- The aim of the project is to analyze and predict whether transactions either Fraud and No Fraud.
To analyze the dataset of the Online Payments Fraud Detection Dataset and build and train the model on the basis of different features and variables.
There are 11 features and 6362620 entries in this dataset.
-
step
: Maps a unit of time in the real world. In this case 1 step is 1 hour of time. Total steps 744 (30 days simulation). -
type
: CASH-IN, CASH-OUT, DEBIT, PAYMENT and TRANSFER. -
amount
: Amount of the transaction in local currency. -
nameOrig
: Customer who started the transaction. -
oldbalanceOrg
: Initial balance before the transaction. -
newbalanceOrig
: New balance after the transaction. -
nameDest
: Customer who is the recipient of the transaction. -
oldbalanceDest
: Initial balance recipient before the transaction. Note that there is not information for customers that start with M (Merchants). -
newbalanceDest
: New balance recipient after the transaction. Note that there is not information for customers that start with M (Merchants). -
isFraud
: This is the transactions made by the fraudulent agents inside the simulation. In this specific dataset the fraudulent behavior of the agents aims to profit by taking control or customers accounts and try to empty the funds by transferring to another account and then cashing out of the system. -
isFlaggedFraud
: The business model aims to control massive transfers from one account to another and flags illegal attempts.
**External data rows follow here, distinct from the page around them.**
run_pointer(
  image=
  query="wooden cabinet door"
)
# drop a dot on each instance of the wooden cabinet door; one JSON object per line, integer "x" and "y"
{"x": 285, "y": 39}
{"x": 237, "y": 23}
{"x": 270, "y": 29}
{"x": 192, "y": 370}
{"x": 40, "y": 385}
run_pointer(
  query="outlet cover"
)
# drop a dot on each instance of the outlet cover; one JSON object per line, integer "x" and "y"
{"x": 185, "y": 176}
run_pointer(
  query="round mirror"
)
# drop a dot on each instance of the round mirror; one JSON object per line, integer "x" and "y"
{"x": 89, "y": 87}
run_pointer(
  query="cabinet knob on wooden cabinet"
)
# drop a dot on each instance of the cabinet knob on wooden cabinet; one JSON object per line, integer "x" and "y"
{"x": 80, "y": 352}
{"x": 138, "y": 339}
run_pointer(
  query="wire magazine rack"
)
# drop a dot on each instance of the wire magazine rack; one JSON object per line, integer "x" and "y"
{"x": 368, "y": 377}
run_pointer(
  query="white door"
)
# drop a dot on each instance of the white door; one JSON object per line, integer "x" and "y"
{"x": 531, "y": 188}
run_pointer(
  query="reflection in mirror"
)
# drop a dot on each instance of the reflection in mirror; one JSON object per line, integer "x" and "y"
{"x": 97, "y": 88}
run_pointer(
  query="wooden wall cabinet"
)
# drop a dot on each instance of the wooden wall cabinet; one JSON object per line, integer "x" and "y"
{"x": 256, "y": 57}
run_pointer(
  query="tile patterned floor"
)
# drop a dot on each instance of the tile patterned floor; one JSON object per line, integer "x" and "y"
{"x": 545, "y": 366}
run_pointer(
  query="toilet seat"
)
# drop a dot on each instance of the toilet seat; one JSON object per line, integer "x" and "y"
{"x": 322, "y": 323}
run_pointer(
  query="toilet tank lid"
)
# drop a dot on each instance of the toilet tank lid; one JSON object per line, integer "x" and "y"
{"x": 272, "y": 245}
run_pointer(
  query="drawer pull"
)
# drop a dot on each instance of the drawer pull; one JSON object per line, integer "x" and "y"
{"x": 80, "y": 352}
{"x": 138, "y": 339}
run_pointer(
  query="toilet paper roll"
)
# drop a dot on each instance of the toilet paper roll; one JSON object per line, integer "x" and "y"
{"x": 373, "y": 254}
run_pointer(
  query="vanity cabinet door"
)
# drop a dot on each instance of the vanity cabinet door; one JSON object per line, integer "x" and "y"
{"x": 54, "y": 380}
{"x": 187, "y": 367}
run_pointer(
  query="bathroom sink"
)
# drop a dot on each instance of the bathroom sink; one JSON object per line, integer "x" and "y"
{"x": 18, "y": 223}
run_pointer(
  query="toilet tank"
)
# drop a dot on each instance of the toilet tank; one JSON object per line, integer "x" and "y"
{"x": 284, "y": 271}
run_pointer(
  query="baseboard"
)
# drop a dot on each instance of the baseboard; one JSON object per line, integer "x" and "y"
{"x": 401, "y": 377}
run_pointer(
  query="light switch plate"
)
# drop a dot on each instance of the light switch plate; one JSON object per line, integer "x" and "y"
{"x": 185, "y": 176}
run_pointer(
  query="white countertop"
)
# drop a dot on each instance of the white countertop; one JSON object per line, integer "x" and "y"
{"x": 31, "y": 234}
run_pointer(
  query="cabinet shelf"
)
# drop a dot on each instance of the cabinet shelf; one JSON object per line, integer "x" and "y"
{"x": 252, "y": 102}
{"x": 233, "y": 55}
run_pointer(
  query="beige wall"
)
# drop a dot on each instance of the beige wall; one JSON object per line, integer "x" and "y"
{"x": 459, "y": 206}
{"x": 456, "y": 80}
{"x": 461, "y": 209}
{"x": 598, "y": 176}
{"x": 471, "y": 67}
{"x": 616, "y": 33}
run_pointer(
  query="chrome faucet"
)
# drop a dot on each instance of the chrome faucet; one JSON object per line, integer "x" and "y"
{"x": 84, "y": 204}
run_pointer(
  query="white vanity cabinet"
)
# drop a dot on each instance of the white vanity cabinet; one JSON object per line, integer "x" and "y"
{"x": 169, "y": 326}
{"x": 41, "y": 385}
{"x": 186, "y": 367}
An illegal attempt in this dataset is an attempt to transfer more than 200.000 in a single transaction.
- Pandas
- Numpy
- Matplotlib
- Sklearn
- Sci-py
- Seaborn
- Joblib
- Flask
- Create a virtual environment using
python -m venv myenv
. - To activate the virtual environment use
.\myenv\Scripts\activate
. - If error occurs, use
Set-ExecutionPolicy -Scope Process -ExecutionPolicy Bypass
. - Now, app.py is the flask app code. run the command "pip install -r requirements.txt" to install the required dependencies for the flask app.
- You may need to install additional libraries for running the jupyter notebooks.
- In case need help, Use video reference link
- Load the dataset which contains 6362620 entries in it and having 11 features in it.
- Performing EDA on the dataset to get insights of the dataset.
- Plotting different features graphs correspond to
target
feature. - Analyse the dataset by using correlation and plot the bar plot i.e., how much it is related to
target
feature. - Reduce the parameters and split the dataset into input and target features.
- Split the parameters into training and testing sets.
- Train the different models and get their accuracies and MSE & R2 scores even after tuning the hyper-parameters.
- Even build a neural network and tune the parameters of their.
- But Decision Tree Classifier Model gives promising performance on this dataset and classify and fit to the target variable with upto 99.97%.
- Save the model into
.joblib
extension file and create a front-end for it. - Also creating a
requirements.txt
file for the model and website build-up. - Create a front-end using FLASK framework and create a user-friendly template.
- Website can takes input and pass to the backend of the model and model will predict and provide the user a best result as of accuracy is around 99.97%.
- Decision Tree Classifier models show promising performance with 99.97% accuracy of the model.
- Created a user-friendly front-end framework using FLASK and integrate it to the model.